I first heard the phrase in elementary school, where it was used fairly often. At that age, I think we were all still learning to dress ourselves and, unless it was a very cold day, it was pretty easy to leave the restroom without zipping up. As I got older, the phrase somehow went out of fashion and people would say something less clever like, “Your fly’s open” prompting a hasty rechecking of all the fastening mechanisms on one’s garments.

For some reason, this kind of thing is highly embarrassing to Americans. On the same level, having food in one’s teeth is so unpleasant that it merits being told as an anecdote to illustrate how bad your day was.
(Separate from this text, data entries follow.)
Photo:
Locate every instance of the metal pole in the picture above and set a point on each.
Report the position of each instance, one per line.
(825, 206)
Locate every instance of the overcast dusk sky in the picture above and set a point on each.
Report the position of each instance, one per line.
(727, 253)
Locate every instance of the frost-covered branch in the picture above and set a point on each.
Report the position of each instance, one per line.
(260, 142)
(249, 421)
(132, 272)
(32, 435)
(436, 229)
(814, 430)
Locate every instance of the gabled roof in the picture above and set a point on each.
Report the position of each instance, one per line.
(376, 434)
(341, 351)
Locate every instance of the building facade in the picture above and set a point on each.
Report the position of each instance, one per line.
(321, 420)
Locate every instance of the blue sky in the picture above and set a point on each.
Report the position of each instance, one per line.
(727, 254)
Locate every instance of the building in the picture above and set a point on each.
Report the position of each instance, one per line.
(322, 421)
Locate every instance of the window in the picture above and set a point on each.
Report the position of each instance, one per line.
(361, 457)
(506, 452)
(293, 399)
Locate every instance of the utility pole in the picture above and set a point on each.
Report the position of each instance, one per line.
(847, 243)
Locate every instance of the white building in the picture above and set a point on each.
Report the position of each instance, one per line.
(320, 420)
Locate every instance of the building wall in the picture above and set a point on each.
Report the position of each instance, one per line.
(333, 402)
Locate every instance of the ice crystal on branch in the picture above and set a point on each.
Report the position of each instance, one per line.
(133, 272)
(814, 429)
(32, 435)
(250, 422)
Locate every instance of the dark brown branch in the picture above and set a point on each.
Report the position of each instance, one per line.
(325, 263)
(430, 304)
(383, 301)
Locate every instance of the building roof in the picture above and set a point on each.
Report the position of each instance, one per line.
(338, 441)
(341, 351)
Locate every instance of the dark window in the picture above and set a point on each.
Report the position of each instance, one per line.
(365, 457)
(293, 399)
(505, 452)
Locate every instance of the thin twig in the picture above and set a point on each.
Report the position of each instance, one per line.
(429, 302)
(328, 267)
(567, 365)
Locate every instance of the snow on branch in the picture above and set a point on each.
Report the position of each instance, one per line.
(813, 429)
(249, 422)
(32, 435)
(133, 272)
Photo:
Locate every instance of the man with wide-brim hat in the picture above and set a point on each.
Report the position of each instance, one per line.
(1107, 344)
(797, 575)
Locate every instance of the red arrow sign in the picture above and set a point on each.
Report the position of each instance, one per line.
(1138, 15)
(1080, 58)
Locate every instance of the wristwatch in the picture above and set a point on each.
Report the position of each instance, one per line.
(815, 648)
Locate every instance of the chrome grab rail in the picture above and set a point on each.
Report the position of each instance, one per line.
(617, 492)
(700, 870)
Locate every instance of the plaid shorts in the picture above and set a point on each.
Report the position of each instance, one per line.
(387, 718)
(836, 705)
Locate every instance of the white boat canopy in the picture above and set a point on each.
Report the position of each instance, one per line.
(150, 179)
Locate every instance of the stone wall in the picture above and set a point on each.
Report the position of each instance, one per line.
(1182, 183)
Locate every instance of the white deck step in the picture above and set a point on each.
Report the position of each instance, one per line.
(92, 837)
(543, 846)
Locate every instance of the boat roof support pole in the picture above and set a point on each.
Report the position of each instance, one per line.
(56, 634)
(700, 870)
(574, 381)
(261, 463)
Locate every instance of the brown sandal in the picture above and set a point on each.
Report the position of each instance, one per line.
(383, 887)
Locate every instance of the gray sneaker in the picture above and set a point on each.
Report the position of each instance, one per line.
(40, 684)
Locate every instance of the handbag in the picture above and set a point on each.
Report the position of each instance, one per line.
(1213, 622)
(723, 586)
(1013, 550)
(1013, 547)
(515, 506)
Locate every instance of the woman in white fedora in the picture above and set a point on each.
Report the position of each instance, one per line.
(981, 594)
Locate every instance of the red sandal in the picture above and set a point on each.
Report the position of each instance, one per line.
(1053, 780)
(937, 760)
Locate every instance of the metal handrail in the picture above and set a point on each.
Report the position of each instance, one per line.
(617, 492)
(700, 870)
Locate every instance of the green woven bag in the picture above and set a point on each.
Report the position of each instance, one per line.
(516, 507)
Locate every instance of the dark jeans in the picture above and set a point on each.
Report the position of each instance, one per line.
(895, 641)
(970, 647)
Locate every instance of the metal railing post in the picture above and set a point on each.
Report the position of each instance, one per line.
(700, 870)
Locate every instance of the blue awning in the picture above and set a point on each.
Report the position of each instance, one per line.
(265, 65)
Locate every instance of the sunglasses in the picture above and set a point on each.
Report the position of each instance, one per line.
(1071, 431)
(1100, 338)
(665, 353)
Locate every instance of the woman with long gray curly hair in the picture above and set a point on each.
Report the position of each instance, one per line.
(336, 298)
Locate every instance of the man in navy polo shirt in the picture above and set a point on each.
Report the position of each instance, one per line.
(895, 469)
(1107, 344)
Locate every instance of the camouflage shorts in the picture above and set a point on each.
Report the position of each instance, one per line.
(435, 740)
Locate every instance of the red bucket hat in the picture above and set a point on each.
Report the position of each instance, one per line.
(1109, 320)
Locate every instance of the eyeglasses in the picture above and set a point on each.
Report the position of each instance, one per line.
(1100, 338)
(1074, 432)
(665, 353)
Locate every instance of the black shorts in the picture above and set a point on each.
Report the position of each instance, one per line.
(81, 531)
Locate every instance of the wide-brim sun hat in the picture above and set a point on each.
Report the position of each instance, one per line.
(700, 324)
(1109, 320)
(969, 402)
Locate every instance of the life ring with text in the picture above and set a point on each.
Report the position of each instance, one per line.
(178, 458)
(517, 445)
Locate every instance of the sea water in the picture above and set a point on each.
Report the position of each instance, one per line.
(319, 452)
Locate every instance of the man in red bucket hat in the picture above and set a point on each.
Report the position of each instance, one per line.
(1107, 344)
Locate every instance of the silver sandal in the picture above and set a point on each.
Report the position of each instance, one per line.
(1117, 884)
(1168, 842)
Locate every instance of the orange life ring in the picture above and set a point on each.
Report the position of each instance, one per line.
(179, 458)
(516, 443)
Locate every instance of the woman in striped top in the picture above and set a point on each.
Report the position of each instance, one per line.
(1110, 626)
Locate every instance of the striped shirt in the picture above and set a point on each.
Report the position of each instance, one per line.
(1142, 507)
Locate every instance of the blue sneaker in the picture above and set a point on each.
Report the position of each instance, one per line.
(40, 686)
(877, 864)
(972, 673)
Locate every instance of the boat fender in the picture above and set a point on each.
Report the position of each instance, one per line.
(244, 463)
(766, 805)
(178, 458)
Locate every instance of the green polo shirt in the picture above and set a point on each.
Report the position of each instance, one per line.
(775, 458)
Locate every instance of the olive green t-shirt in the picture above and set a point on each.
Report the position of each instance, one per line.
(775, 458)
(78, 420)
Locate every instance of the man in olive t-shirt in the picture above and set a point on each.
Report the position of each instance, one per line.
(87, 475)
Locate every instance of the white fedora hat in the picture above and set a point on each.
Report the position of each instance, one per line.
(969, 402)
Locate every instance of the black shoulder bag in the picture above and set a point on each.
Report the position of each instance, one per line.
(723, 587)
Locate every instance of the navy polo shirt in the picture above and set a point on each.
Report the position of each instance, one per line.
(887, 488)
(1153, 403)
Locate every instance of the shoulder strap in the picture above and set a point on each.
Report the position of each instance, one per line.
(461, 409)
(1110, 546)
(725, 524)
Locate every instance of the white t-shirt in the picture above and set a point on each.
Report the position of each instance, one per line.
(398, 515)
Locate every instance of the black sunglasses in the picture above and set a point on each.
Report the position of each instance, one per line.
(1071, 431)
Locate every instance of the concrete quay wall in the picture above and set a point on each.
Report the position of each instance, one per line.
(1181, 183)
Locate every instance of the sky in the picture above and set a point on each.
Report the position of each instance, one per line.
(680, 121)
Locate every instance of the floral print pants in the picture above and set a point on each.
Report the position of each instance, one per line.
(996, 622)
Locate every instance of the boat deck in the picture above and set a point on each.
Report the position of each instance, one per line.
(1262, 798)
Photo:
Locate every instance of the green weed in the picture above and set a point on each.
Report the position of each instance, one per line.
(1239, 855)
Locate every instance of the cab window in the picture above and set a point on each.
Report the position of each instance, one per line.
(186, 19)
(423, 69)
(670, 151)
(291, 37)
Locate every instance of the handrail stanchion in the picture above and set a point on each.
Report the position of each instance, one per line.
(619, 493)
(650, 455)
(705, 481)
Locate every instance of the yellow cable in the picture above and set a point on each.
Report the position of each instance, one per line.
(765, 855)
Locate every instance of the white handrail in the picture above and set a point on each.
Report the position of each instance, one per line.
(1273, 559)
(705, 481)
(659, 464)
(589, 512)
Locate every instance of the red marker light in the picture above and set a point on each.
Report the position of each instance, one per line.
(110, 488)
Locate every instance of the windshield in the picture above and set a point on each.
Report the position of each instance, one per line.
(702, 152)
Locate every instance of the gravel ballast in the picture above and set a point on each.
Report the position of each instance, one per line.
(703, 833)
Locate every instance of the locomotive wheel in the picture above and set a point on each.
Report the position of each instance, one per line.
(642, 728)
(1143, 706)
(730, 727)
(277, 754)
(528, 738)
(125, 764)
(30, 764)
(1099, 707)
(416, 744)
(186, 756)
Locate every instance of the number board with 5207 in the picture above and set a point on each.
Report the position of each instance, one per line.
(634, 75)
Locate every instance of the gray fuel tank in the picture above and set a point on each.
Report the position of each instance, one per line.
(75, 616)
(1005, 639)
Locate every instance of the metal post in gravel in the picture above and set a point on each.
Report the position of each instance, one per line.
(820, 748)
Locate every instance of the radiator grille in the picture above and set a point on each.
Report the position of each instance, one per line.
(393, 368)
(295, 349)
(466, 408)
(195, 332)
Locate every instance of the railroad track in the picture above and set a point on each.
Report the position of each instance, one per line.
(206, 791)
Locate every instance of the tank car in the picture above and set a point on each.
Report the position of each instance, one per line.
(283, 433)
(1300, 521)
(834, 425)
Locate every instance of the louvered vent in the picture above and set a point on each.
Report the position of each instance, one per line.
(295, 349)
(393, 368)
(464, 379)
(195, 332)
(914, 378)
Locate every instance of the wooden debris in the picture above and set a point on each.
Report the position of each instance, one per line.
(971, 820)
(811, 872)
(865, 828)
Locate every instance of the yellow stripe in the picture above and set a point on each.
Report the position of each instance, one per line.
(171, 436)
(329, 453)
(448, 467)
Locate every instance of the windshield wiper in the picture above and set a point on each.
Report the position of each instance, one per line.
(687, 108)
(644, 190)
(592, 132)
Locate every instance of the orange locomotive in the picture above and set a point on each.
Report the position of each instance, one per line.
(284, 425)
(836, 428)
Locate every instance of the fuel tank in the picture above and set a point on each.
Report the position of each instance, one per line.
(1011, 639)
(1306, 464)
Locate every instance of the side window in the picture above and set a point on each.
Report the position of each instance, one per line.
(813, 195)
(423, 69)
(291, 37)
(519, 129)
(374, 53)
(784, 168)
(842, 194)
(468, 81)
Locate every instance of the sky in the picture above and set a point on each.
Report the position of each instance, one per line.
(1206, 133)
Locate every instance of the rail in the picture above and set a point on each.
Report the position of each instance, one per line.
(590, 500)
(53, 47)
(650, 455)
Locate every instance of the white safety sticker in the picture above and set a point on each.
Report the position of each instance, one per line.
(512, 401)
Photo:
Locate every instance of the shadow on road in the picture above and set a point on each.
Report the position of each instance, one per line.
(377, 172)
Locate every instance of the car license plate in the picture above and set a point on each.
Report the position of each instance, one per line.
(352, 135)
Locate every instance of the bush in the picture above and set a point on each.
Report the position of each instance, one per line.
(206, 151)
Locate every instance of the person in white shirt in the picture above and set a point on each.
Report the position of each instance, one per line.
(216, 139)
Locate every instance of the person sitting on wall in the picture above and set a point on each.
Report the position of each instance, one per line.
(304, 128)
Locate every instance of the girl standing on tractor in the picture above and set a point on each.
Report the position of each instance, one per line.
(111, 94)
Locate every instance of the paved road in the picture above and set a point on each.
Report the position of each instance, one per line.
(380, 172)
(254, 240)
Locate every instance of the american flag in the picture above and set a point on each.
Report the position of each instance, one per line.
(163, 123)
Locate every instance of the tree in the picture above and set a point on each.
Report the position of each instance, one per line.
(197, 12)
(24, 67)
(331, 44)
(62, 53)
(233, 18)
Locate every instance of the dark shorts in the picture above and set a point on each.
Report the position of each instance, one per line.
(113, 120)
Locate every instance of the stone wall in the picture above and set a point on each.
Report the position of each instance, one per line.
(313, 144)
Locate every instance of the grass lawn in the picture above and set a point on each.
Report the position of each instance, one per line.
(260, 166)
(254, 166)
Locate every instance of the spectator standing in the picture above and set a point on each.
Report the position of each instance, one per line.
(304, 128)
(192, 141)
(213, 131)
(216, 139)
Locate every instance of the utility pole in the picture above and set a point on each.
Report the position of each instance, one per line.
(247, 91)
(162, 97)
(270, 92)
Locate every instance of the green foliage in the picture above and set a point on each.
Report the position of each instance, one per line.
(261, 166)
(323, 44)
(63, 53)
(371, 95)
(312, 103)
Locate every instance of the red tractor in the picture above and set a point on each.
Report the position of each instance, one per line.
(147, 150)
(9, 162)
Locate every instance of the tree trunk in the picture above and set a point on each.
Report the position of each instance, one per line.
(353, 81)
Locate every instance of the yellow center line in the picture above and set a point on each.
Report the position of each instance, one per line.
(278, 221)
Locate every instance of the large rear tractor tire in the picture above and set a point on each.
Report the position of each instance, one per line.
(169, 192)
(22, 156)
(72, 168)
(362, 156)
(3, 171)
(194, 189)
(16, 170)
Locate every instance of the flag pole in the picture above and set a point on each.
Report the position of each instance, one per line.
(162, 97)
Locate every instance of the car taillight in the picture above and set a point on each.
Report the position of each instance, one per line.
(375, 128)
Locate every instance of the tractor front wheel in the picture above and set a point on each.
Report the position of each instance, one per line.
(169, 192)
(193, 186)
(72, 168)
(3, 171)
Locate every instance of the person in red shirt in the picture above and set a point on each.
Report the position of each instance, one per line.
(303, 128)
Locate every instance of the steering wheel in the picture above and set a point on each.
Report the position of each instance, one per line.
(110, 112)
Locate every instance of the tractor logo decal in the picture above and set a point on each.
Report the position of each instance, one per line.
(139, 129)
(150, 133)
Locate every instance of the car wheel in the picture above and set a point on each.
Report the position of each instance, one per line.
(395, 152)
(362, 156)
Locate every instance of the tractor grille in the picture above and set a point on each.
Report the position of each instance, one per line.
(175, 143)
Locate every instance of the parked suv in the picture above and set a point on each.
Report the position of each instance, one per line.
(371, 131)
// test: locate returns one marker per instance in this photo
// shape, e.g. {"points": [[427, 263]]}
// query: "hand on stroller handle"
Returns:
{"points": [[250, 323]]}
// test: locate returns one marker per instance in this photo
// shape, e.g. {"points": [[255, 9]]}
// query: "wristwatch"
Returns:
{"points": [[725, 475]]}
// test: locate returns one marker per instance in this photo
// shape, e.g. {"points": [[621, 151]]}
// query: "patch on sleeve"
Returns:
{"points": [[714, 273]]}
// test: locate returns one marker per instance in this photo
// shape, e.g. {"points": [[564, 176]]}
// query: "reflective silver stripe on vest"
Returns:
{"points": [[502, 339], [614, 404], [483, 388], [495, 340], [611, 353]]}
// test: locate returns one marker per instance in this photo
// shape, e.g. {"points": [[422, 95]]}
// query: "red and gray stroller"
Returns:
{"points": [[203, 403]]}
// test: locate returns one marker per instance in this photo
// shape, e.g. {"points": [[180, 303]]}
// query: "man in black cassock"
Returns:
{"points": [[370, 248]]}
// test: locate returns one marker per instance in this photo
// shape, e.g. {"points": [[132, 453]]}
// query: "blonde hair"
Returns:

I never understood why these kinds of things were so humiliating. It’s almost impossible to know you’ve got something stuck in your choppers unless someone tells you, at which point you can address the situation. Done. Move on. Don’t make me listen to your story about it.

Are these kinds of not-actually-shameful things considered cringeworthy in other cultures?

Author: le cul en rows

I'm an American Spaniard, living in France. I like to tell stories.

9 thoughts on “Great Americanism: XYZPDQ

  1. Yet another something that I hadn’t thought about for a very, very long time. Leave it to a Spanish-American currently living in France to make me nostalgic!

  2. I’ve heard XYZ (completely forgot about it) but never XYZPDQ.

  3. A quick downward glance, followed by a nod and a cheerful “yeah, it’s cheaper than air conditioning” was always the standard response during my schoolyard days.